What? How can she not see that the best course of action is to wait and then cross over after the line of cars have passed? Whatever. She comes up to me. She is very interested in the bike, too. She’s also Hispanic and in her late 20s. She is more interested in what I carry with me. She’s amazed I have an entire tent in my front pannier, plus food, water, sleeping bag, clothes, tools, etc. She can’t believe I can be totally self-sufficient. She wants to know, “So how hard is it? Like is it really hard to ride in the mountains?” I assure her that once you have a base level of fitness, it’s not that hard. I tell her it’s really more of a mental challenge than a physical one. She is also very impressed. And then the line of cars ends, and I’m on my way back down hill.

It’s not too far to Lathrop State Park. We’ll be done by 11.30am today. It’s amazing how quickly you can cover miles on an easy pass and a long downhill! As I pull in, a ranger stops and asks about the trip. He’s excited about my ride and says he’s a cyclist, too, but never done a long trip. I tell him someday the bug will get him, too, and then there is no stopping.

Then I head inside to get a tent site. The woman inside is incredibly helpful. She spends 10 minutes finding me the perfect site in one of the electric loops. I need to charge my phone, and I’m keen to be a little closer to the pay showers – so I can have a shower in the morning before meeting my parents. It would nice not to be too stinky when I meet them – my clothes might not be great, but at least I can be clean!

After the incredibly helpful woman sets me up with a perfect site with shade, she hears about my plans to meet my parents and tells me how we must go up and have a look around the ruins of Berwind near Ludlow. She gets out the atlas and shows me the correct road, and then shows me pics on her phone of the old stone jail. Thanks so much – she really went above and beyond the call of duty.
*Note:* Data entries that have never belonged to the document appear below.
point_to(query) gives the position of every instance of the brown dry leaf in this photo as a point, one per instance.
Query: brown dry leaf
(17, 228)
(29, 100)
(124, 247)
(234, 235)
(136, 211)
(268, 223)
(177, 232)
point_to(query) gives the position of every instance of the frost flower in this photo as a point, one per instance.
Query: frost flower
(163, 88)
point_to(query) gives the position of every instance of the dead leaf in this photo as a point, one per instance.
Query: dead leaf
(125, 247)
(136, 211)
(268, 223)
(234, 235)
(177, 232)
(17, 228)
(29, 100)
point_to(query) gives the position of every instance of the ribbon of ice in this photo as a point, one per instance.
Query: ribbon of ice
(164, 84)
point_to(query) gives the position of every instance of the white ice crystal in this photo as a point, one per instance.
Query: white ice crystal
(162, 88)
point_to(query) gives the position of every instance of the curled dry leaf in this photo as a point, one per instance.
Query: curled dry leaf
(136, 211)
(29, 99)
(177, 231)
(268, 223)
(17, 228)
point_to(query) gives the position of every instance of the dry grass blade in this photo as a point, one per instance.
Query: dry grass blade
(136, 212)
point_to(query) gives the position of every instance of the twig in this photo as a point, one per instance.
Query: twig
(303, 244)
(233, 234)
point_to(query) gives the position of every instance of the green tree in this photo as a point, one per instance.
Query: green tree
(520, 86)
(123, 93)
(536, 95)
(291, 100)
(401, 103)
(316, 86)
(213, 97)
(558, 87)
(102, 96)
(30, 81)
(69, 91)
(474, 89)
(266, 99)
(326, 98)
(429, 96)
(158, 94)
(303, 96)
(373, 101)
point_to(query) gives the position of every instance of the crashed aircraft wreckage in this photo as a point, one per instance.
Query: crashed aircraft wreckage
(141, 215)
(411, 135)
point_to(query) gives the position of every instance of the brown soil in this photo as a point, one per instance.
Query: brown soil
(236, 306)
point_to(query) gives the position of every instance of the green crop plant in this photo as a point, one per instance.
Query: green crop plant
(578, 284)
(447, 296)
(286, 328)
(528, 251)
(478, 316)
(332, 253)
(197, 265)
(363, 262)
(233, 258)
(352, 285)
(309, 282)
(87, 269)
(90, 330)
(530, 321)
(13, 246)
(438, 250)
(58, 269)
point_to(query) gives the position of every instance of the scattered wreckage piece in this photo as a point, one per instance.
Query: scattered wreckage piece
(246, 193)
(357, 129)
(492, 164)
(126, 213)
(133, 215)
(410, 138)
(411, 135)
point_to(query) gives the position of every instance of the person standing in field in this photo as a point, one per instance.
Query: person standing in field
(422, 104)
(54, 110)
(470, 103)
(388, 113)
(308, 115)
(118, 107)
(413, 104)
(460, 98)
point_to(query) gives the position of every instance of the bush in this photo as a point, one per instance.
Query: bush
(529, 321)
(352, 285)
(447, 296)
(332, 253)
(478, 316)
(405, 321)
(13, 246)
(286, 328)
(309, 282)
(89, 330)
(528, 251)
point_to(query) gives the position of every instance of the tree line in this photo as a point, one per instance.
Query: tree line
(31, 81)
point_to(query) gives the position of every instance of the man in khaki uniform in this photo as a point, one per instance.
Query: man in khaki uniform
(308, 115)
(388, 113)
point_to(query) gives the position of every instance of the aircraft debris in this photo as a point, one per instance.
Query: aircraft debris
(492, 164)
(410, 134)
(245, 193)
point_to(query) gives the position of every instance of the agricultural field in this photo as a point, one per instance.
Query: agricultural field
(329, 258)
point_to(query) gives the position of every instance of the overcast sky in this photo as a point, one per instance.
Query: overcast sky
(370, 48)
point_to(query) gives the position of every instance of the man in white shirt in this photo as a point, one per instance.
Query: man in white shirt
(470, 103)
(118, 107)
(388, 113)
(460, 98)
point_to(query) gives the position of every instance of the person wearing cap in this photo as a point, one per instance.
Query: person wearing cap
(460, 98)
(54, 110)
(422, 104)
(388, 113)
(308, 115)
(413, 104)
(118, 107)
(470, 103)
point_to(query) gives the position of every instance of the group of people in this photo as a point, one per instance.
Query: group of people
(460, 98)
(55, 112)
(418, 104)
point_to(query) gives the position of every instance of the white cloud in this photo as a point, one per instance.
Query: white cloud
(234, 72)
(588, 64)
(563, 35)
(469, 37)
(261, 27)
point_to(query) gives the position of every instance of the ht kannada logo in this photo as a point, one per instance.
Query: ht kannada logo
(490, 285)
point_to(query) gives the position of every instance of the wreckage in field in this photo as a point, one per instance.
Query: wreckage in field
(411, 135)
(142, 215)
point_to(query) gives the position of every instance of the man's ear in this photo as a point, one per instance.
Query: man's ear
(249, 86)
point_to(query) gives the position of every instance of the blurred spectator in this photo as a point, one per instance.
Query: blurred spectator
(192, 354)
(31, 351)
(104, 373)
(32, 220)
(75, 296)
I set up the tent and then head the 3 miles into town to get a Subway sandwich. There’s not a lot to Walsenburg. It’s a sad, sad, former coal mining town. The history here is fascinating though – be sure to go to the museum in the old jail behind the courthouse.

Nice and shady tent site at Lathrop State Park. I stayed here in 2013 also. The staff here are really nice. You are under no obligation to use that tent pad. Pay showers available in the electric campground. No charge to ride into the park.
The next morning and conditions are more favourable for enjoying the habitat. The guys go for a float at the swim beach. Does anyone else have to pack inflatables for their crew members?

A big-arse storm is brewing and hits me with a few splats on the way back to the park. I don’t think I’ll make it back to the tent before we get drenched, so I head for the swim beach and take cover under a picnic shelter, knowing I can move to the bathrooms if it gets really bad. The winds blow hard across the lake and the weather changes from nice to stormy in minutes. I eat my sandwich while the rain whips sideways and the temp falls dramatically. I’d hoped to take the guys down to the swim beach for a floatie session. But 45 minutes later, even after the slow-moving storms have rumbled off toward the plains, it’s still too windy. So we head back to the tent, laze away the late afternoon, then go for a long-ish walk up to the ridge in the evening to watch the colours shift and change as the sun sets. The sun reflects off the Spanish Peaks and it’s just gorgeous. It’s quiet and peaceful on the trail, and I even see a coyote. It’s a great end to a great tour!